Output is saved to `example/RESULTS` directory. In this directory, there will be four files 
  - Genome annotations in GenBank format (Phynteny output)
  - Genome in fasta format (either the reoriented to terminase output from Pharokka, or assembled viral contigs)
  - Circular visualization in `png` format (Pharokka output)
  - Genome summary file

Genome summary file includes the following information to help, 
  - Sample name
  - Length of the genome 
  - Coding density
  - If the assembled contig is circular or not (From the assembly graph)
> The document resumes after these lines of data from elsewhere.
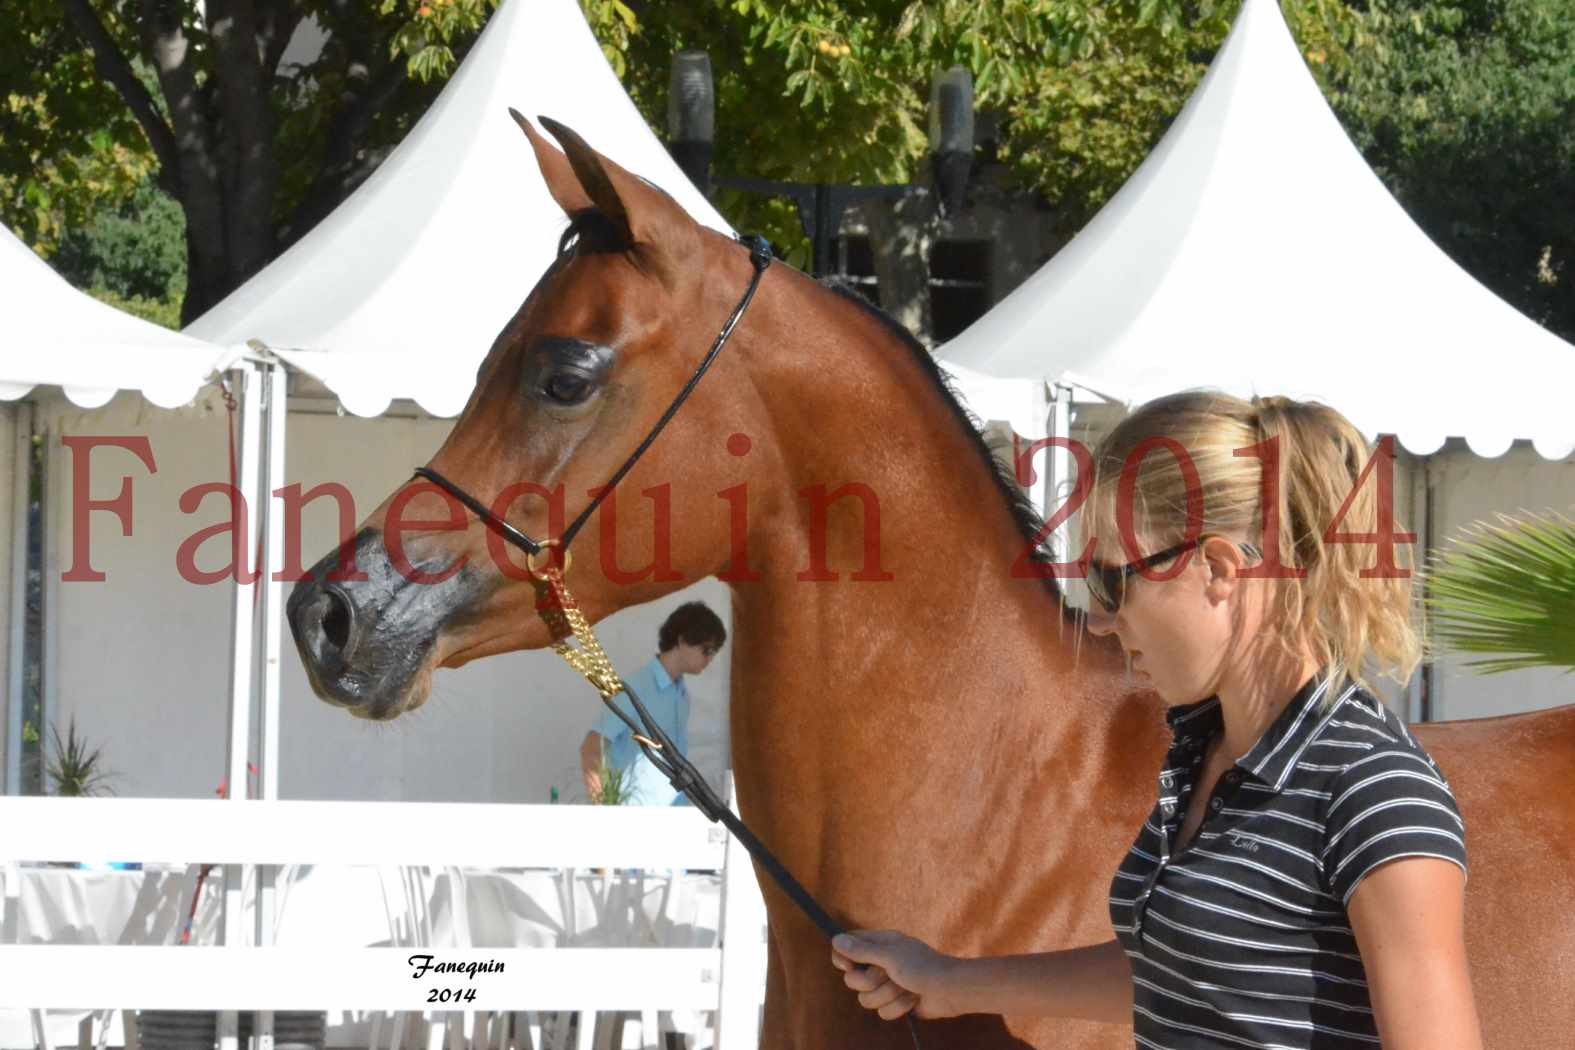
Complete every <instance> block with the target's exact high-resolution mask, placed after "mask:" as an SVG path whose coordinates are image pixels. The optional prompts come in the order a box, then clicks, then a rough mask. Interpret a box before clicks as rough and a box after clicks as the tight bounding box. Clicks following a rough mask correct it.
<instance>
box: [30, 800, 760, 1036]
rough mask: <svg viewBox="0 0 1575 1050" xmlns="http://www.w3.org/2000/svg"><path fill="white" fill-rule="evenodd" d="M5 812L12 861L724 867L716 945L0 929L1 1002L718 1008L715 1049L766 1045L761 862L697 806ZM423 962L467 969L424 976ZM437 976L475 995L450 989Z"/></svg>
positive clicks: (405, 808)
mask: <svg viewBox="0 0 1575 1050" xmlns="http://www.w3.org/2000/svg"><path fill="white" fill-rule="evenodd" d="M0 828H3V831H0V866H5V864H14V863H16V861H76V860H101V858H115V860H126V861H142V863H186V864H191V863H211V864H230V866H250V864H258V866H274V864H279V866H284V864H358V866H361V864H365V866H443V867H606V869H619V867H638V869H701V871H707V869H713V871H721V872H723V893H721V924H720V932H718V941H720V946H718V948H704V949H695V948H523V949H521V948H496V949H495V948H331V946H323V948H268V946H261V948H260V946H246V945H236V946H222V948H206V946H203V948H194V946H180V948H173V946H123V945H0V974H5V979H3V981H0V1007H13V1009H14V1007H22V1009H52V1007H54V1009H208V1011H244V1009H258V1011H280V1009H375V1011H444V1009H449V1011H452V1009H463V1011H466V1012H471V1011H477V1012H479V1011H488V1012H509V1011H548V1009H551V1011H654V1009H707V1011H710V1009H713V1011H717V1047H718V1050H753V1047H754V1045H756V1044H758V1036H759V1033H758V1023H759V1003H761V998H762V989H764V973H765V962H764V956H765V945H764V905H762V902H761V897H759V888H758V885H756V883H754V871H753V866H751V864H750V858H748V853H747V852H745V850H743V849H742V847H740V845H737V842H734V841H731V836H728V834H726V831H724V830H723V828H721V826H718V825H712V823H709V822H706V819H704V817H702V815H701V814H699V812H698V811H695V809H693V808H687V806H684V808H641V806H534V804H531V806H528V804H493V803H488V804H471V803H452V804H450V803H345V801H255V800H247V801H227V800H211V801H209V800H164V798H91V800H82V798H35V797H25V798H19V797H3V798H0ZM235 882H236V883H238V882H239V880H235ZM6 893H14V889H11V888H8V889H6ZM233 900H235V897H233V896H232V907H233ZM230 929H238V926H232V927H230ZM422 957H430V959H422ZM422 962H430V963H452V965H457V967H461V970H436V968H430V970H427V971H424V973H422V974H421V976H419V978H417V976H416V970H417V967H419V965H421V963H422ZM469 963H476V968H474V971H466V970H463V967H468V965H469ZM435 989H436V990H439V992H441V990H443V989H450V990H452V989H461V990H465V992H474V995H472V996H471V998H468V1000H465V1001H460V1003H454V1001H452V1000H450V1001H449V1004H447V1006H444V1004H441V1003H435V1001H433V1000H432V995H433V990H435Z"/></svg>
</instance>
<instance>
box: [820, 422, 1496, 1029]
mask: <svg viewBox="0 0 1575 1050" xmlns="http://www.w3.org/2000/svg"><path fill="white" fill-rule="evenodd" d="M1183 453H1184V455H1183ZM1373 455H1375V453H1373V450H1372V449H1370V447H1369V446H1367V442H1366V441H1364V439H1362V436H1361V434H1359V433H1358V431H1356V428H1355V427H1351V423H1350V422H1348V420H1347V419H1345V417H1342V416H1340V414H1339V412H1336V411H1334V409H1331V408H1326V406H1323V405H1315V403H1298V401H1293V400H1288V398H1277V397H1271V398H1254V400H1252V401H1243V400H1240V398H1233V397H1227V395H1221V394H1213V392H1186V394H1178V395H1173V397H1167V398H1161V400H1156V401H1151V403H1148V405H1145V406H1142V408H1140V409H1137V411H1136V412H1134V414H1132V416H1129V417H1128V419H1126V420H1123V422H1121V423H1120V425H1118V427H1117V428H1115V430H1114V431H1112V433H1110V434H1109V436H1107V438H1106V439H1104V441H1102V442H1101V444H1099V447H1098V449H1096V450H1095V479H1093V488H1091V491H1090V496H1088V501H1087V502H1085V504H1084V508H1082V518H1080V527H1082V532H1084V537H1082V543H1088V542H1091V545H1093V546H1091V549H1090V554H1091V562H1090V565H1088V590H1090V597H1091V600H1090V611H1088V612H1090V617H1088V628H1090V630H1091V631H1095V633H1096V634H1110V633H1114V634H1115V636H1117V638H1118V639H1120V642H1121V645H1123V647H1125V650H1126V653H1128V658H1129V660H1131V663H1132V667H1134V671H1136V672H1137V674H1140V675H1142V680H1143V682H1145V683H1147V685H1150V688H1153V691H1154V693H1158V694H1159V697H1161V699H1162V701H1164V704H1166V708H1167V710H1166V718H1167V721H1169V724H1170V730H1172V737H1173V743H1172V748H1170V751H1169V754H1167V757H1166V762H1164V767H1162V768H1161V770H1159V789H1158V795H1159V800H1158V803H1156V806H1154V809H1153V812H1151V814H1150V817H1148V820H1147V822H1145V823H1143V826H1140V828H1137V830H1136V841H1134V844H1132V849H1131V852H1129V853H1128V856H1126V860H1125V861H1123V863H1121V866H1120V871H1117V872H1115V877H1114V880H1112V883H1110V919H1112V926H1114V930H1115V937H1112V938H1110V940H1109V941H1106V943H1104V945H1095V946H1088V948H1077V949H1071V951H1057V952H1046V954H1035V956H1010V957H997V959H954V957H948V956H942V954H939V952H936V951H932V949H931V948H928V946H926V945H923V943H920V941H917V940H913V938H909V937H904V935H901V934H898V932H893V930H857V932H854V934H852V935H846V937H839V938H838V940H836V941H833V952H832V960H833V965H836V967H838V968H839V970H843V971H844V982H846V984H847V987H850V989H854V990H855V992H858V1000H860V1003H863V1004H865V1006H866V1007H869V1009H873V1011H879V1014H880V1017H885V1019H896V1017H902V1015H904V1014H907V1012H909V1011H915V1012H917V1015H918V1017H951V1015H958V1014H975V1012H989V1014H1039V1015H1063V1017H1084V1019H1098V1020H1112V1022H1117V1020H1118V1022H1126V1020H1131V1022H1132V1025H1134V1031H1136V1041H1137V1045H1140V1047H1162V1048H1167V1050H1181V1048H1189V1047H1361V1045H1377V1044H1380V1042H1381V1045H1383V1047H1386V1048H1388V1050H1479V1047H1481V1045H1482V1036H1481V1028H1479V1022H1477V1014H1476V1004H1474V1000H1473V995H1471V979H1469V973H1468V968H1466V954H1465V929H1463V927H1465V883H1466V852H1465V839H1466V834H1465V826H1463V825H1462V820H1460V812H1458V809H1457V806H1455V800H1454V795H1452V793H1451V790H1449V784H1447V781H1446V779H1444V775H1443V773H1441V771H1440V770H1438V768H1436V767H1435V763H1433V762H1432V759H1430V757H1429V756H1427V752H1425V751H1424V749H1422V748H1421V745H1418V743H1416V740H1413V738H1411V735H1410V734H1408V732H1406V729H1405V726H1403V724H1402V723H1400V719H1399V718H1395V715H1394V713H1392V712H1389V710H1386V708H1384V705H1383V704H1380V702H1378V701H1377V699H1375V697H1373V694H1372V691H1370V688H1369V680H1367V677H1366V675H1367V674H1370V672H1373V671H1377V672H1384V674H1388V675H1389V677H1394V678H1395V680H1399V682H1403V680H1406V678H1408V677H1410V674H1411V671H1413V669H1414V667H1416V664H1418V661H1419V656H1421V645H1419V639H1418V638H1416V634H1414V633H1413V628H1411V622H1410V616H1408V614H1410V578H1408V571H1406V565H1410V559H1408V557H1406V548H1403V546H1399V545H1394V543H1391V540H1392V537H1388V538H1386V535H1384V534H1386V526H1388V524H1391V523H1392V516H1391V513H1389V512H1391V508H1386V507H1384V505H1383V504H1384V502H1386V499H1388V496H1386V491H1388V485H1381V483H1380V482H1381V469H1375V471H1370V472H1369V469H1367V468H1369V464H1370V461H1372V460H1373ZM1373 466H1375V468H1384V466H1388V464H1386V463H1373ZM1353 493H1355V494H1353ZM1265 494H1268V502H1265ZM1347 501H1350V504H1348V505H1347ZM1331 526H1332V527H1331ZM1361 534H1366V535H1361ZM1355 535H1361V538H1358V540H1350V538H1348V537H1355ZM1342 537H1347V538H1343V540H1342ZM1375 545H1377V546H1378V548H1380V549H1378V551H1377V556H1375ZM1386 545H1388V548H1386ZM1375 557H1377V560H1375ZM1375 565H1380V567H1381V565H1394V567H1395V571H1391V573H1380V575H1373V573H1372V568H1373V567H1375ZM1364 570H1369V571H1364Z"/></svg>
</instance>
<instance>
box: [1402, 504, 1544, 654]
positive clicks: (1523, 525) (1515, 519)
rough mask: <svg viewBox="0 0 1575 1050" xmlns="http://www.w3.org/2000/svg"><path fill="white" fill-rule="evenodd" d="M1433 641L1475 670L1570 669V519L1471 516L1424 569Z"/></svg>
mask: <svg viewBox="0 0 1575 1050" xmlns="http://www.w3.org/2000/svg"><path fill="white" fill-rule="evenodd" d="M1425 575H1427V612H1429V616H1430V617H1432V633H1433V639H1435V641H1436V642H1440V644H1443V645H1444V647H1446V649H1452V650H1455V652H1460V653H1473V655H1474V658H1471V660H1466V661H1465V663H1466V666H1468V667H1473V669H1476V671H1481V672H1482V674H1498V672H1503V671H1518V669H1523V667H1562V669H1566V671H1570V669H1575V523H1572V521H1570V519H1569V518H1566V516H1562V515H1558V513H1545V515H1536V513H1526V515H1523V516H1518V518H1517V516H1510V515H1504V513H1499V515H1498V523H1488V521H1477V523H1473V524H1471V526H1466V529H1463V532H1462V535H1458V537H1455V538H1454V540H1451V545H1449V546H1447V548H1446V549H1443V551H1440V553H1438V554H1435V556H1433V557H1432V559H1430V564H1429V567H1427V571H1425Z"/></svg>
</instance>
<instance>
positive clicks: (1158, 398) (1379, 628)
mask: <svg viewBox="0 0 1575 1050" xmlns="http://www.w3.org/2000/svg"><path fill="white" fill-rule="evenodd" d="M1156 438H1161V439H1172V441H1177V442H1180V444H1181V447H1183V449H1184V450H1186V458H1188V461H1189V463H1191V466H1192V471H1194V472H1192V475H1191V479H1189V477H1188V474H1189V472H1188V471H1186V469H1183V466H1181V463H1180V460H1178V457H1175V455H1169V453H1164V452H1153V453H1150V455H1145V457H1143V458H1142V463H1140V464H1137V466H1136V469H1132V466H1131V464H1129V460H1131V458H1132V453H1134V452H1136V450H1137V449H1139V447H1142V446H1145V442H1147V444H1153V439H1156ZM1375 455H1377V450H1375V449H1373V447H1370V446H1369V444H1367V441H1366V439H1364V438H1362V436H1361V431H1358V430H1356V427H1353V425H1351V422H1350V420H1348V419H1345V417H1343V416H1342V414H1340V412H1337V411H1334V409H1332V408H1329V406H1326V405H1320V403H1317V401H1296V400H1292V398H1285V397H1263V398H1257V397H1255V398H1252V400H1251V401H1244V400H1241V398H1236V397H1230V395H1225V394H1217V392H1210V390H1186V392H1183V394H1173V395H1169V397H1162V398H1158V400H1154V401H1150V403H1147V405H1143V406H1140V408H1137V409H1136V411H1134V412H1132V414H1131V416H1128V417H1126V419H1125V420H1121V422H1120V423H1118V425H1117V427H1115V428H1114V430H1112V431H1110V433H1109V434H1107V436H1106V438H1104V441H1101V442H1099V446H1098V449H1095V453H1093V463H1095V482H1093V488H1091V491H1090V496H1088V499H1087V501H1085V504H1084V508H1082V518H1080V527H1082V532H1084V535H1085V537H1087V535H1102V537H1117V535H1120V521H1118V513H1117V510H1118V507H1117V504H1118V502H1120V499H1121V497H1120V490H1121V472H1123V469H1126V471H1128V474H1129V477H1128V482H1126V485H1129V486H1131V491H1129V494H1128V496H1126V497H1125V499H1126V501H1129V502H1128V505H1129V507H1131V515H1132V519H1131V526H1132V527H1131V534H1129V535H1132V538H1136V540H1137V542H1139V545H1140V546H1143V548H1147V549H1143V551H1142V553H1153V551H1156V549H1161V548H1164V546H1169V545H1172V543H1175V542H1178V540H1181V538H1183V537H1184V535H1186V532H1188V512H1189V505H1191V508H1192V510H1194V512H1195V510H1197V507H1199V504H1202V521H1200V526H1202V532H1222V534H1225V535H1235V537H1241V538H1244V540H1249V542H1252V543H1255V545H1257V546H1260V548H1262V549H1263V553H1265V562H1266V564H1269V565H1271V567H1273V565H1280V567H1284V570H1285V575H1287V578H1285V579H1284V581H1282V582H1284V586H1282V587H1279V589H1276V595H1277V597H1276V603H1277V608H1274V609H1273V614H1271V616H1269V623H1271V625H1273V630H1274V633H1276V639H1277V641H1279V642H1280V644H1282V645H1284V647H1285V649H1287V652H1292V653H1295V652H1296V647H1298V642H1304V644H1306V645H1309V647H1310V650H1312V653H1314V655H1315V656H1317V658H1318V660H1320V663H1321V664H1323V666H1326V667H1329V669H1331V672H1332V674H1334V675H1336V677H1345V678H1348V680H1351V682H1356V683H1359V685H1362V688H1367V690H1369V691H1372V682H1370V675H1372V674H1381V675H1383V677H1389V678H1392V680H1395V682H1400V683H1403V682H1406V680H1408V678H1410V677H1411V672H1413V671H1414V669H1416V664H1418V661H1419V660H1421V653H1422V647H1421V641H1419V638H1418V633H1416V630H1414V628H1413V623H1411V573H1413V557H1411V548H1410V545H1408V543H1405V542H1402V540H1399V538H1395V542H1394V545H1392V548H1389V549H1391V551H1392V568H1389V570H1388V571H1389V573H1399V575H1386V573H1384V562H1386V560H1389V556H1386V554H1384V548H1381V546H1380V548H1377V549H1375V543H1372V542H1367V540H1355V538H1353V540H1326V538H1325V537H1326V535H1334V534H1342V535H1355V537H1361V535H1369V534H1378V527H1380V524H1383V523H1384V521H1388V523H1389V527H1391V529H1392V531H1394V532H1397V534H1399V532H1403V527H1402V526H1400V524H1399V521H1397V518H1395V508H1394V507H1392V502H1391V505H1389V507H1388V508H1384V507H1383V505H1381V504H1383V502H1384V501H1383V497H1381V494H1380V482H1381V480H1383V474H1384V472H1388V471H1389V469H1391V464H1388V463H1383V461H1377V463H1373V458H1375ZM1369 463H1372V464H1373V471H1372V474H1369V475H1367V477H1362V474H1364V471H1367V468H1369ZM1271 466H1274V468H1277V477H1273V474H1274V471H1273V469H1271ZM1358 482H1361V483H1358ZM1266 483H1268V485H1266ZM1199 490H1200V493H1199ZM1199 494H1202V501H1199V499H1197V496H1199ZM1265 496H1268V499H1269V502H1265ZM1391 496H1392V493H1391ZM1189 497H1191V502H1189ZM1347 501H1350V504H1348V505H1347ZM1342 507H1343V513H1342ZM1336 519H1339V524H1337V526H1336V527H1331V526H1334V523H1336ZM1380 543H1381V538H1380ZM1107 549H1109V551H1117V549H1121V545H1112V546H1110V548H1107ZM1136 556H1137V554H1136V553H1132V551H1125V557H1123V560H1126V559H1131V557H1136ZM1106 557H1112V559H1115V557H1118V556H1117V554H1114V553H1112V554H1107V556H1106ZM1364 571H1366V573H1367V575H1364ZM1292 573H1299V575H1301V578H1299V579H1296V578H1290V576H1292Z"/></svg>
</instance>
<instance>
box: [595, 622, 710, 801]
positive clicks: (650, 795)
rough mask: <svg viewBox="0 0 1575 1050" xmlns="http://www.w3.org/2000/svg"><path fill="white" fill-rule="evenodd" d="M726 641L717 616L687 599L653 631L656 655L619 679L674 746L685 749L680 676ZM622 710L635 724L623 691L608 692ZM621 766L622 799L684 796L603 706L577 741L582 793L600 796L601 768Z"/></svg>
mask: <svg viewBox="0 0 1575 1050" xmlns="http://www.w3.org/2000/svg"><path fill="white" fill-rule="evenodd" d="M726 641H728V628H726V627H723V623H721V617H718V616H717V614H715V612H712V611H710V606H707V604H706V603H704V601H688V603H685V604H680V606H679V608H677V609H674V611H673V616H669V617H668V619H666V620H665V622H663V623H661V630H660V631H657V650H658V652H657V655H655V656H652V658H650V663H647V664H646V666H643V667H641V669H639V671H636V672H635V674H632V675H628V678H625V682H627V683H628V685H630V686H632V688H633V690H635V693H636V694H638V696H639V702H641V704H644V705H646V710H647V712H650V716H652V718H655V719H657V723H658V724H660V726H661V729H663V730H665V732H666V734H668V735H669V737H673V743H676V745H677V746H679V751H682V752H685V754H688V712H690V697H688V690H685V688H684V675H687V674H701V672H702V671H706V667H707V666H710V658H712V656H715V655H717V652H718V650H720V649H721V647H723V644H724V642H726ZM613 702H614V704H617V705H619V710H622V712H624V713H625V715H628V716H630V718H632V719H635V723H636V724H638V723H639V715H638V712H635V705H633V704H630V702H628V694H627V693H619V694H617V696H616V697H613ZM603 763H605V765H606V767H608V768H613V770H621V771H622V773H624V784H625V786H627V787H628V789H630V790H628V795H630V797H627V798H625V801H627V803H632V804H639V806H684V804H688V800H687V798H685V797H684V795H682V793H680V792H676V790H673V786H671V784H668V779H666V778H665V776H663V775H661V773H660V771H658V770H657V767H654V765H652V763H650V760H649V759H646V754H644V752H643V751H641V749H639V745H638V743H636V741H635V737H633V730H630V727H628V726H627V724H625V723H624V721H622V719H621V718H617V716H616V715H614V713H613V712H610V710H605V708H603V712H602V716H600V718H598V719H597V723H595V726H592V727H591V732H587V734H586V738H584V741H583V743H581V745H580V770H581V773H583V775H584V784H586V797H587V798H600V797H602V767H603Z"/></svg>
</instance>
  - Completeness (calculated from CheckV)
  - Contamination (calculated from CheckV)
  - Taxonomy accession ID (Pharokka output, searches the genome against INPHARED database using mash)
  - Taxa mash includes the number of matching hashes of the assembled genome to the accession ID/Taxa name. Higher the matching hash- more likely the genome is related to the taxa predicted
  - Gene searches:
    - Whether integrase is found (search for integrase gene in annotations)
    - Whether anti-microbial genes were found (Pharokka search against AMR database)
    - Whether any virulence factors were found (Pharokka search against virulence gene database)
    - Whether any CRISPR spacers were found (Pharokka search against MinCED database) 
 
## Issues and Questions

This is still a work in progress, so if you come across any issues or errors, report them under Issues.